Ansel tells me that my distaste of arranged marriage is just a western cultural assumption, that love marriages aren't any more or less likely to be happy or successful than arranged marriages. Given how commonplace divorce is America, not to mention broken homes and domestic violence, in some ways I am sure he is right. But I just can't get past the sex. In the West we may sleep with more people than Indians or Nepalis, but in general we only sleep with people that we know, people that, at least at that moment, we choose. So when I try to imagine what it must have been like for Manu---brilliant, beautiful Manu---to wait in that room for her new husband, my stomach turns and something feels distinctly not right.

My Australian friend working in Bangladesh has similar feelings. In Bangladesh, she tells me, American movies are generally considered sinful depravity, but since it is already all sinful depravity there really isn't any difference between watching a Hollywood flick and watching pornography. Thus, for many Bangladeshis, their only perception of American women comes from porn, and this combines with the Eastern arranged marriage value of having sex with strangers to give many men there the belief that western women will sleep with anyone. Obviously my friend has had some frustrating experiences.

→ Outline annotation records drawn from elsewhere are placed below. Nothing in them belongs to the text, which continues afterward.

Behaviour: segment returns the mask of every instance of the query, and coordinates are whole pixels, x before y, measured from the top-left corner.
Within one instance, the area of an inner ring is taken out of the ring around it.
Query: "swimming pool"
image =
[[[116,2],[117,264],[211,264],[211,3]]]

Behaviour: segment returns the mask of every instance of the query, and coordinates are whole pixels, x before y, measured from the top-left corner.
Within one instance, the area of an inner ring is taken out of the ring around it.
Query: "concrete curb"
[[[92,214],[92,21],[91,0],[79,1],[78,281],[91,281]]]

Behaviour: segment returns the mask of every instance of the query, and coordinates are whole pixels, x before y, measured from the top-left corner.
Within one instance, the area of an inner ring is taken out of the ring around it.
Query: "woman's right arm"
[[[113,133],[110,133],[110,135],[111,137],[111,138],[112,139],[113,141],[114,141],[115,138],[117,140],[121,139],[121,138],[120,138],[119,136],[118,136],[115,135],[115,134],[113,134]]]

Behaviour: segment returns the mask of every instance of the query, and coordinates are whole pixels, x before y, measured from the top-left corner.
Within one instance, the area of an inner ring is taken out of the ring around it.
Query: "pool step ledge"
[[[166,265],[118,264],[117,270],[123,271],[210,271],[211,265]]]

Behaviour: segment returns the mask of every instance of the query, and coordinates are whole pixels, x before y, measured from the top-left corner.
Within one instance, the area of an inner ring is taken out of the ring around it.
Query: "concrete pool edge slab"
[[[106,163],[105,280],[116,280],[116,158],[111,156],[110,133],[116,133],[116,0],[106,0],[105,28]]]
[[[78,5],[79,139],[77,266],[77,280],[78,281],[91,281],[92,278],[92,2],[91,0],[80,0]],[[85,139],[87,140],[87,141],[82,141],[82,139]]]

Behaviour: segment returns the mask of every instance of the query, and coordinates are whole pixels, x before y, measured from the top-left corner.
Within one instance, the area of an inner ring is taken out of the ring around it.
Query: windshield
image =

It is getting late here, and I have to go. I don't want to get home to late, to make Manu worry. And I want to go home, because I know that she will be there to smile at me. But what I am supposed to do? I think about her situation, about the fact that she is trapped into a life that she didn't choose, and my gut fills with a cool rage. It isn't fair, I think. It shouldn't be this way. Of all the things in India that I expected to see, all the poverty and lack, I didn't really understand that the most intolerable things are the most subtle, the ones that you can't see in National Geographic pictures or the nightly news. But what could I do? Just like with Ganess, even if I could give her money or whisk her away to America, there would still be millions of women just like her, whose situations are just as intractable.

So I'm just going to go home, and thank her for all her work, for the food she cooks and the time she gives me to listen to my day. And for her smile.